I’d like to suggest that what the Dewey partners with guarantees had negotiated with the firm was essentially a contract that not only fixed their compensation at a very generous level, but simultaneously permitted them to opt out of their financial involvement with the firm’s performance (and possibly their own). If this were the financial markets, what these partners have functionally done is buy a “put” option on Dewey itself. (Yes, yes, I know the analogy isn’t exact; that’s why it’s an analogy. But stick with me here.)
A put option gives the owner the right, but not the obligation, to sell an underlying asset at a specified price on or before a date certain. Importantly, should the buyer of the put option choose to exercise it, the seller of the put option is obligated to purchase the underlying asset at the specified price regardless of its actual price in the market on the exercise date.
In a nutshell, the buyer of the put is purchasing insurance against the value of the asset declining while the seller is wagering the asset will maintain or increase its value. Thus:
- Dewey partners with guarantees have the right
- To collect their specified compensation
- On a date certain
- Regardless of the financial performance of the firm (or the partner personally).
Courtesy of Wikipedia, here are the generic strategies of buyer and seller of puts in a nutshell:
The put buyer either believes that the underlying asset’s price will fall by the exercise date or hopes to protect a long position in it. [...]
The put writer believes that the underlying security’s price will rise, not fall. The writer sells the put to collect the premium.
So: Dewey partners with guarantees (put buyers) wanted to protect their position even if Dewey itself suffered reverses or underperformed. Dewey itself (the put writer, as it were) was willing to assume the risk that the firm would underperform in order to gain the marquee names of partners with guarantees or else to protect its investment in existing partners (which was rational from the firm’s perspective since it didn’t believe material underperformance was a realistic possibility).

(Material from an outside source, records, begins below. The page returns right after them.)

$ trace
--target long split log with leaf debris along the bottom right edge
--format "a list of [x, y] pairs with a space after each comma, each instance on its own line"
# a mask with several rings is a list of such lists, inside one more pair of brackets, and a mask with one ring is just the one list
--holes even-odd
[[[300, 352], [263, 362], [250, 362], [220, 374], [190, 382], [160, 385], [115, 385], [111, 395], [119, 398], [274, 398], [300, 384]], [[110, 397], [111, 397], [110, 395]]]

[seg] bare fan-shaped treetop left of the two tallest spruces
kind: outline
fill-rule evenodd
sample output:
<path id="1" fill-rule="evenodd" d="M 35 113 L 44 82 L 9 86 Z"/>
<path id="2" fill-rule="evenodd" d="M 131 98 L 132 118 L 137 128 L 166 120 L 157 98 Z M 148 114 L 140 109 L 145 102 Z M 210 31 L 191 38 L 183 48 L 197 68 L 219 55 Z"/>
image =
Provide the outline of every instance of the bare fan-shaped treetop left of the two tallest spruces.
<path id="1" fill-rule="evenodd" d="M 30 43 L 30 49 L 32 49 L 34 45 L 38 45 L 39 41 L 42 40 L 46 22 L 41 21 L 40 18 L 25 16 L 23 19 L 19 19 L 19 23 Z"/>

Now let’s see how asymmetric the payoff calculations are for these two positions.
The following two charts are apropos puts on equities, but extrapolate in your imagination. Consider the horizontal access not “share price at maturity” but “fair market value of partner’s services when the guarantee is due”; that’s fairly straightforward. Figuring out what the “premium” represents in Law Land is a bit more problematic, but if you care to make the heroic assumption that all involved are behaving rationally, it is a stand-in for the amount of compensation sacrificed by the partner receiving the guarantee in order to negotiate the guarantee.
This makes sense: I should be willing to sacrifice some portion of my probable but otherwise uncertain compensation simply in order to lock in for certain what I’m going to get. From the firm’s side it makes equal sense: It’s hard to justify guaranteeing a partner the highest compensation he/she could earn if everything goes perfectly. The firm can and should rationally expect to get “a break” from that best-of-all-possible worlds compensation level in exchange for issuing the guarantee.

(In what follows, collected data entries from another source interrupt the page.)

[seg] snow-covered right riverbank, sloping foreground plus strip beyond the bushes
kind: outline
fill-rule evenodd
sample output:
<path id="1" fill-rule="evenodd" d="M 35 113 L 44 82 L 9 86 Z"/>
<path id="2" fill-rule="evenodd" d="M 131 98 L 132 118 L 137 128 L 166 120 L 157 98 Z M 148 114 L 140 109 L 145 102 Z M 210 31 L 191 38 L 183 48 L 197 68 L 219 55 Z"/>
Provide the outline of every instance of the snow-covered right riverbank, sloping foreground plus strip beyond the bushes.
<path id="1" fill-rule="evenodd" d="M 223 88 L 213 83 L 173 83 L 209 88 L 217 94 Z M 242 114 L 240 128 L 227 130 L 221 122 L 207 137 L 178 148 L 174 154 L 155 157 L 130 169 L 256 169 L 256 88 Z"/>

Of course, it’s at least equally likely that firms and partners don’t negotiate this way with each other at all, and if you prefer to believe that, then the “premium” is arguably much closer to zero than the graphs indicate. This does not vitiate the analysis in the slightest.
Here’s the schematic payoff for the put buyer (the partner with a guarantee):
And the payoff for the put writer (the firm):
To call the payoff matrices asymmetric is to belabor the obvious.
Why, you may be asking yourself by now, would the two parties enter into such an arrangement? Frankly, their intent is irrelevant to the analysis: This is simply meant to portray and help explicate the nature and potential consequences of the bargain.
But if you care to speculate, the most logical explanation is probably that no firm (certainly senior management of no firm) expects the firm’s fortunes to decline; the risk of being “short” the put is presumed to be imaginary. The partners’ motivation is presumably more straightforward, acquiring an insurance policy against disappointment.
What matters is that this whole exercise of deconstructing the consequences of puts on equities in the financial markets is an analogy and only that. Shareholders are presumed (certainly under the efficient markets hypothesis) to have no ability whatsoever to influence share price, so it’s the unseeing and unfeeling operation of the market that determines who’s pleased and who’s sorry that they entered into one side or the other of the put transaction.
This is quite the opposite of partners, particularly significant rainmaking partners, in a law firm; decoupling their financial fortunes from the firm’s performance would seem to violate the very spirit of what partnership should mean. Many observers argue the original sin of investment banks was going public, eviscerating the notion of partnership, and substituting the infamously named “OPM” in its place: Other People’s Money. We could do worse than to take a lesson from that sorry, expensive, and checkered history.